This RFC proposes to add a core-mutex
crate which adds a Mutex
trait for a stable and generic foundation on which HALs and applications can be built on when there is a need for mutual exclusive access.
The original idea to a Mutex
trait was given here embedded-hal#132.
Today in the embedded ecosystem there is no base on which mutual exclusive access stems from which can be used as a generic. This has made it so there are now multiple implementations of mutexes in the ecosystem that are incompatible (cortex-m and risc-v mutex based on bare-metal mutex, RTFM mutex, mutex.rs, ...). The consequence of this is that no HAL or application can be made independent on the choice of Mutex
and lock within their implementations, one has to select one which is detrimental to generic implementations.
This can however easily be addressed by introducing a Mutex
trait on which previous implementations can be built upon, which each architectural crate (cortex-m, risc-v, etc) reexports/implements, together with the embedded-hal
which can use said trait in HAL design.
The trait is proposed as follows:
/// Any object implementing this trait guarantees exclusive access to the data contained
/// within the mutex for the duration of the lock.
pub trait Mutex {
/// Data protected by the mutex
type Data;
/// Creates a critical section and grants temporary access to the protected data
fn lock<R>(&mut self, f: impl FnOnce(&mut Self::Data) -> R) -> R;
}
The design is such that the data protected by the mutex is only accessible within the closure provided to the lock
method. Moreover, the closure shall run such that it is guaranteed that no-one else can access the same data at the same time, for example within a critical section. The critical section can for example be:
- Disabling interrupts (e.g.
cortex-m
/risc-v
critical sections) - Analyzing the program and set BASEPRI in Cortex-M devices (Stack Resource Policy/RTFM way)

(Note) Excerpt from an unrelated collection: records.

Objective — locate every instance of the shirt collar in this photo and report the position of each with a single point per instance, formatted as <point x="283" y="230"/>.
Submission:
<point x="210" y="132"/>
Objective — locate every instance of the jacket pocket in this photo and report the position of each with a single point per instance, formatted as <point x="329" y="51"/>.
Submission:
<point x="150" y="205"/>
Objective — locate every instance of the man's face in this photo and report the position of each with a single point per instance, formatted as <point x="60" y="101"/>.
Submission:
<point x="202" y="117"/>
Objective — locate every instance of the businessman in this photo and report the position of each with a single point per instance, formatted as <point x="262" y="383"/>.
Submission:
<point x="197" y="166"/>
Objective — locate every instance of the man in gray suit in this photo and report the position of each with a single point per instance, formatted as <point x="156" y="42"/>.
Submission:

- Analyzing the program and set interrupt masks correctly
- etc
A "MUTual EXclusion" aka Mutex
as used in this trait describes the principle and not the implementation characteristics. More specifically:
- A struct
Spinlock
could be one implementor of traitMutex
where the struct name gives away HOW mutual exclusion is achieved. - A struct
Sleeplock
would be another implementor with a telling name.- For unfortunate reasons, a sleeping lock is often also called just
Mutex
in existing code (most prominent example being Linux). Using that naming scheme would mean a structMutex
implementing the traitMutex
- this is discouraged to avoid stated ambiguity.

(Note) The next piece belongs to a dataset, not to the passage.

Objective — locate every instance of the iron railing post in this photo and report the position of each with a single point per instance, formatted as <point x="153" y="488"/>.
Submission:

- For unfortunate reasons, a sleeping lock is often also called just
A concern that has been raised is that taking multiple locks can lead to excessive rightward drift as:
a.lock(|a| {
b.lock(|b| {
c.lock(|c| {
d.lock(|d| {
e.lock(|e| {
// ...
});
});
});
});
});
It is proposed to provide a helper implementation to allow the following shorthand:
(a, b, c, d, e).lock(|a, b, c, d, e| {
// ...
});
A proof-of-concept implementation of the crate with trait and helpers can be found here.

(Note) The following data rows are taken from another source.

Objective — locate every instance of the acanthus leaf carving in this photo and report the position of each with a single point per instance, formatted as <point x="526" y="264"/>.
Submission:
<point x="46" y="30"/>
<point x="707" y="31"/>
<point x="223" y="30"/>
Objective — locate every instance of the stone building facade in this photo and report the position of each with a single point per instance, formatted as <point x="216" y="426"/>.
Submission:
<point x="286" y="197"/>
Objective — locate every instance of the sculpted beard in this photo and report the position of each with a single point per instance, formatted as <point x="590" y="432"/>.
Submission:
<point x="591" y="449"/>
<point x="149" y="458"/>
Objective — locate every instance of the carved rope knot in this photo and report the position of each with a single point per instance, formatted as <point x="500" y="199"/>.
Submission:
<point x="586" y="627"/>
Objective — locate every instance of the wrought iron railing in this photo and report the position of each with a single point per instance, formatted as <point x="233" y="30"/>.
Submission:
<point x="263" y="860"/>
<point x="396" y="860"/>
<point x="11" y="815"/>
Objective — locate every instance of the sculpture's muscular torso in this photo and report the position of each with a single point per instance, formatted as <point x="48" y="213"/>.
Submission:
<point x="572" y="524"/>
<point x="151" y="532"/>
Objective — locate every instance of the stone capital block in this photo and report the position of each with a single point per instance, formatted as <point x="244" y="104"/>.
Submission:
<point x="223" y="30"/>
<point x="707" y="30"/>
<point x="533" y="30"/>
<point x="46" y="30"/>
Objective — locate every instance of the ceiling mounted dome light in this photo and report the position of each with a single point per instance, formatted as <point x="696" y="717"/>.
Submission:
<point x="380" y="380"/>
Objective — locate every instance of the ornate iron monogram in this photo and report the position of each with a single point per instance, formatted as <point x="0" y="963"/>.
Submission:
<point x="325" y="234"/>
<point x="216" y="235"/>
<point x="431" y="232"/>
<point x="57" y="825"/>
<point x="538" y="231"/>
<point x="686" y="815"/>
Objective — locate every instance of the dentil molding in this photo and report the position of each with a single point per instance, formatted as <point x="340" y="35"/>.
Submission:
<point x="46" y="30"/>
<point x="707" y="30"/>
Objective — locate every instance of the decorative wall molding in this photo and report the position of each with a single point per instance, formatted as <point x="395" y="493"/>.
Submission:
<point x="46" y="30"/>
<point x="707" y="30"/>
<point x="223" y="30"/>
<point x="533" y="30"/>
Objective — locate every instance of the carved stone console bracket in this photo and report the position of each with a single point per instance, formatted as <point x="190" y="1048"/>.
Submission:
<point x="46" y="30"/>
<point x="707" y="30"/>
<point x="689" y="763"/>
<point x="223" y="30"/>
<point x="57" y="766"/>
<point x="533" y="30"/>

The Rust standard library Mutex
uses &self
for the lock
method, why choose &mut self
?
This is the most important part of this RFC proposal. Let's assume that the implementation was &self
, what would this mean? This would allow the following code to compile:
fn deadlock(mtx: &impl core_mutex::Mutex<Data = i32>) {
mtx.lock(|data| {
*data += 1;
mtx.lock(|data| *data += 1);
});
}
This example allows for a mutex to lock itself within a lock of itself, which is deadlock by construction - while if implementing it with &mut self
the following would happen:
fn compile_error(mtx: &mut impl core_mutex::Mutex<Data = i32>) {
mtx.lock(|data| {
*data += 1;
mtx.lock(|data| *data += 1);
});
}
Which produces the following error and making the mutex deadlock-safe by construction:
error[E0499]: cannot borrow `mtx` as mutable more than once at a time
--> src/main.rs:40:5
|
40 | mtx.lock(|data| {
| ^ ---- ------ first mutable borrow occurs here
| | |
| _____| first borrow later used by call
| |
41 | | *data += 1;
42 | |
43 | | mtx.lock(|data| *data += 1);
| | --- first borrow occurs due to use of `mtx` in closure
44 | | });
| |______^ second mutable borrow occurs here
The common point raised with &mut self
is that this definition is not compatible with with the current Mutex<RefCell<T>>
way of implementing mutexes in embedded Rust today, as one needs to take a mutable reference to the mutex. This can however be circumvented with the following naive implementation of the trait:
struct Mutex<T> {
data: T,
}
impl<T> Mutex<T> {
pub const fn new(data: T) -> Self {
Self { data }
}
fn access(&self, _cs: &CriticalSection) -> &T {
&self.data
}
}
impl<'a, T> core_mutex::Mutex for &'a Mutex<RefCell<T>> {
type Data = T;
fn lock<R>(&mut self, f: impl FnOnce(&mut Self::Data) -> R) -> R {
cortex_m::interrupt::free(|cs| f(&mut *self.access(cs).borrow_mut()))
}
}
Which allows for the following program to exist, hence not breaking compatibility with existing pattern:
static MUT: Mutex<RefCell<i32>> = Mutex::new(RefCell::new(0));
#[entry]
fn init() -> ! {
let mut r = &MUT; // Note that r is mutable
// Locking!!
r.lock(|data| *data += 1);
loop {}
}
#[interrupt]
fn SWI0_EGU0() {
let mut r = &MUT; // Note that r is mutable
// Locking!!
r.lock(|data| *data += 1);
// More Locking!!
increment_in_mutex(&mut r);
}
// Look no RefCell and a lock!!!
fn increment_in_mutex(m: &mut impl core_mutex::Mutex<Data = i32>) {
m.lock(|data| *data += 1);
}
This implementation does however allow for relocking the mutex within a lock again, so why bother (double lock = panic in this case)? The use of &mut self
locks has been evaluated extensively in the RTFM framework, and is the entire basis for safe by construction applications. When pairing the Mutex
trait with procedural macros and analysis it is possible to create deadlock and race condition free programs by construction - but these are only possible if we have a basis which is build on the &mut self
.
It is, in my opinion, an error that the standard library did not use this design together with the class of issues it eliminates.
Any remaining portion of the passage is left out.